Le règlement, annoncé en octobre dernier et désormais pleinement en vigueur, autorise le gouvernement américain à collecter des informations telles que les empreintes digitales et les traits du visage des étrangers au moment de leur départ du territoire. L’objectif, selon le DHS, est de renforcer les mécanismes de vérification d’identité et contrôle de l’immigration dans un contexte de préoccupations croissantes en matière de sécurité nationale.
L’un des changements les plus importants apportés à la norme est l’expansion de l’utilisation de reconnaissance faciale à des groupes qui jusqu’à présent étaient exemptés de ces procédures. Désormais, le système s’appliquera également aux mineurs de moins de 14 ans et aux personnes de plus de 79 ans, ce qui marque un tournant dans la politique de contrôle de l’immigration des États-Unis.
La norme ne fait pas de distinction statut d’immigration et couvre tous les non-citoyens, y compris les résidents permanents titulaires d’une carte verte, les résidents temporaires, les travailleurs titulaires d’un visa de travail, les mineurs et les personnes âgées. Selon le DHS, la mise en place de ce système permettra de confirmer plus précisément l’identité de ceux qui demandent à entrer aux États-Unis et de vérifier efficacement leur sortie du pays.
Dans le document officiel, le gouvernement affirme que la mesure vise à remédier des menaces telles que le terrorismel’utilisation frauduleuse de documents de voyage, le dépassement du séjour des visiteurs et la fourniture d’informations fausses ou incomplètes par certains voyageurs. « Le système améliorera l’intégrité du processus d’immigration et renforcera la sécurité des frontières », déclare le DHS.

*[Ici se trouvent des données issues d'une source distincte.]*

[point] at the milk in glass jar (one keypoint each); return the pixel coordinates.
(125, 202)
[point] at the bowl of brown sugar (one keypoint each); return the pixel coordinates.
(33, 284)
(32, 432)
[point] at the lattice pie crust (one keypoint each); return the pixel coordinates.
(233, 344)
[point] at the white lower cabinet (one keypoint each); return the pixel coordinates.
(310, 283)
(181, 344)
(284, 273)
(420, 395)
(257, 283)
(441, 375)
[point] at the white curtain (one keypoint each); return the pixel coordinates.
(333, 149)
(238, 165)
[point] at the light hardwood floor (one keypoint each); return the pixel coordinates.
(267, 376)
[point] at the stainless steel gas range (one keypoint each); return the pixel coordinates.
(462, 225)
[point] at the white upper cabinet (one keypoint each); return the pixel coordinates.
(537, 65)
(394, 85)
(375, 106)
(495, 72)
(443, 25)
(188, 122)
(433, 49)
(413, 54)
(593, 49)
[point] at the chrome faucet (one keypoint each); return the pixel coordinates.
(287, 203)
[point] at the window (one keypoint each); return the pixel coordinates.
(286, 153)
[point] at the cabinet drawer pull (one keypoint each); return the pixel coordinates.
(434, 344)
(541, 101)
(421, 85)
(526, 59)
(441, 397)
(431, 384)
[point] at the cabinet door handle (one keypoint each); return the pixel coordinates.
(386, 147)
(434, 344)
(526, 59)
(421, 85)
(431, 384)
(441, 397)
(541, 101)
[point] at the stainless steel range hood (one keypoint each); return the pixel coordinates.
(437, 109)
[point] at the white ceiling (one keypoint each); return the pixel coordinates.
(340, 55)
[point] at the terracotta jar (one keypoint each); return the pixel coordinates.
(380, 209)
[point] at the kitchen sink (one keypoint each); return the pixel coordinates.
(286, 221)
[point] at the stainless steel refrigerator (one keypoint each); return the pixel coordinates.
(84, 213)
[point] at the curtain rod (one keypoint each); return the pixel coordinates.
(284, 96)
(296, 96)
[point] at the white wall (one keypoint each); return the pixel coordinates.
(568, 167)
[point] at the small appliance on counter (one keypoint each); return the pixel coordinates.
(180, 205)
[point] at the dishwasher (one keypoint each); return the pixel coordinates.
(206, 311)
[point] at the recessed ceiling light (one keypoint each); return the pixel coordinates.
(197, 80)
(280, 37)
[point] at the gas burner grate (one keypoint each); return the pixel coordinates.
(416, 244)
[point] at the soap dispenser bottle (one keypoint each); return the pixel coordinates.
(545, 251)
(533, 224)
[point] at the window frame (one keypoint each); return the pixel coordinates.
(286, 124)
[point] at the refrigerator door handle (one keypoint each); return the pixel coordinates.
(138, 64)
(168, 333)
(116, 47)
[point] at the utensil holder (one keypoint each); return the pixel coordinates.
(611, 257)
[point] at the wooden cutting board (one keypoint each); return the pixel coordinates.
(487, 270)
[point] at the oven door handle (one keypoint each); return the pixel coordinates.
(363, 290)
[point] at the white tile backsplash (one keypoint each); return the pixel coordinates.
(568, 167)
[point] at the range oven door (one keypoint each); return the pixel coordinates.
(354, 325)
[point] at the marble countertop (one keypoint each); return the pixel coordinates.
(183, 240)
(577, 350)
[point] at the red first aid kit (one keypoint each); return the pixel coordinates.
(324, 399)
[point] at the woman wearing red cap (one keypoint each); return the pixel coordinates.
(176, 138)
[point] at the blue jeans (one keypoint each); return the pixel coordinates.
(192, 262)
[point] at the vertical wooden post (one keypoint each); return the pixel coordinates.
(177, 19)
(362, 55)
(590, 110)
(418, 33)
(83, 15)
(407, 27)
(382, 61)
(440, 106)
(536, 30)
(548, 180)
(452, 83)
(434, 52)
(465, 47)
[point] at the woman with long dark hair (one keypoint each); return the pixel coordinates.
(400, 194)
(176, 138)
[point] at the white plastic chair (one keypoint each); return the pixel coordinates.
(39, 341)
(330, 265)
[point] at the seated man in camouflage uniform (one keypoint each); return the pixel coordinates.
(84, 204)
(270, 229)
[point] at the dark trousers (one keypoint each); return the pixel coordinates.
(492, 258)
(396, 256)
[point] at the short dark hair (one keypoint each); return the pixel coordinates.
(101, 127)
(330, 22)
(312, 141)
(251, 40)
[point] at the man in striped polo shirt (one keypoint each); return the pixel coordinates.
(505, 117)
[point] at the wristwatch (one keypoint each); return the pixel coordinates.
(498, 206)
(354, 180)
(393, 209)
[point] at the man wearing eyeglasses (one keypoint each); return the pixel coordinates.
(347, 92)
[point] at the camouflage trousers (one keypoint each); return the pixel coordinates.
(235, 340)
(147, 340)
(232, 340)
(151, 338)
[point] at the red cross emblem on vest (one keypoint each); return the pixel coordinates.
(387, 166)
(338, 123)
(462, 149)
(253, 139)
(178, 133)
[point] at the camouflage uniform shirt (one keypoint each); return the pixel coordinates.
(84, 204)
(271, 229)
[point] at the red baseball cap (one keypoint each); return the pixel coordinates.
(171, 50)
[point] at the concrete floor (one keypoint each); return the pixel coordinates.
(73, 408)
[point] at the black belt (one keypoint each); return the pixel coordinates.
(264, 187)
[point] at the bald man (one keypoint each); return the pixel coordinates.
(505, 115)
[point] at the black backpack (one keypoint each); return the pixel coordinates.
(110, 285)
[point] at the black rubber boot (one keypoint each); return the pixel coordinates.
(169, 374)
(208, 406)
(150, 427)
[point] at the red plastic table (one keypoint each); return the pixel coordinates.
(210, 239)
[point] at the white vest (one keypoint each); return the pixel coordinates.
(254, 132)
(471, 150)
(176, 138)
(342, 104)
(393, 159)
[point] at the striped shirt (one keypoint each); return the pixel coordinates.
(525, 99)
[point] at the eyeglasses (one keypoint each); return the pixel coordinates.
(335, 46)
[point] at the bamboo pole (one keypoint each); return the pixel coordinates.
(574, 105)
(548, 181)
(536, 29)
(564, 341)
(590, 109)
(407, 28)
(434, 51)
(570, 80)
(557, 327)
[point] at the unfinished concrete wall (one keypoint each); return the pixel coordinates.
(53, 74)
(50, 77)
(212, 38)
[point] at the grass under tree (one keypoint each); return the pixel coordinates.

Mais cette initiative n’a pas été sans critiques. Les organisations de défense des droits civiques ont exprimé leur inquiétude quant à la gestion et stockage de données personnellesainsi que les conséquences possibles d’erreurs dans les systèmes biométriques, qui pourraient conduire à des arrestations injustifiées ou à des restrictions injustifiées de la mobilité.
Ces mesures s’ajoutent à une autre proposition présentée par le gouvernement du président Donald Trump le 10 décembre, qui propose d’obliger les touristes de 42 pays à remettre l’histoire de leur pays. réseaux sociaux des cinq dernières années comme condition d’entrée. Cette exigence s’appliquerait à ceux qui voyagent sous le système électronique d’autorisation de voyage (ESTA), qui inclut les citoyens de pays tels que l’Espagne, le Royaume-Uni, la France, le Japon, l’Australie, Israël et le Qatar, entre autres, élargissant ainsi la portée du contrôle avant l’entrée aux États-Unis.